The latest figures from China suggest that the novel coronavirus outbreak remains worst in locked-down Hubei province, where 398 new cases and 149 more deaths were reported early Monday.

Outside China, the outbreak continued to spread. South Korea said Sunday that it was raising its national threat level to “red alert,” the highest, as 169 new cases were confirmed Sunday and an additional 161 on Monday — making the country the most infected entity outside mainland China. In Italy, the number of cases spiked to 152, the largest number outside Asia.

●The Italian government said it has 152 confirmed cases, up from three in a matter of days. Three people have died. Authorities have locked down about a dozen small towns and canceled events across the north, including Venice’s Carnival.

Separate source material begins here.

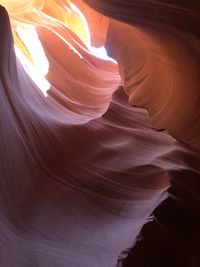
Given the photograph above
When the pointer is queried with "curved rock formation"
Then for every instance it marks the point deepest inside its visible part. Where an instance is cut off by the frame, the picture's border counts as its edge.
(83, 174)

● South Korea raised its national threat level to “red alert,” the first time the country has used the highest setting since the H1N1 swine flu outbreak in 2009. The total number of confirmed cases in the country reached 763.

● Iran has confirmed eight deaths related to the coronavirus, the most outside of China, media reported Sunday. South Korea confirmed its seventh death.

●The Chinese government reported 409 new cases across the country on Monday and 150 deaths, bringing the total number of confirmed cases in the country to 77,150, with 2,592 deaths.

●Three cruise ships have docked in Wuhan, Hubei’s capital, to house medical workers to help the city’s overburdened health-care system. On Sunday, Wuhan’s Union Jiangbei Hospital announced that a 29-year-old doctor had died of coronavirus, the second death of a young doctor in Hubei in recent days.

HONG KONG — Coronavirus outbreaks in South Korea and Italy continued to expand rapidly on Sunday as both countries reported a slew of new cases and Italian authorities raced to seal off hot spot towns.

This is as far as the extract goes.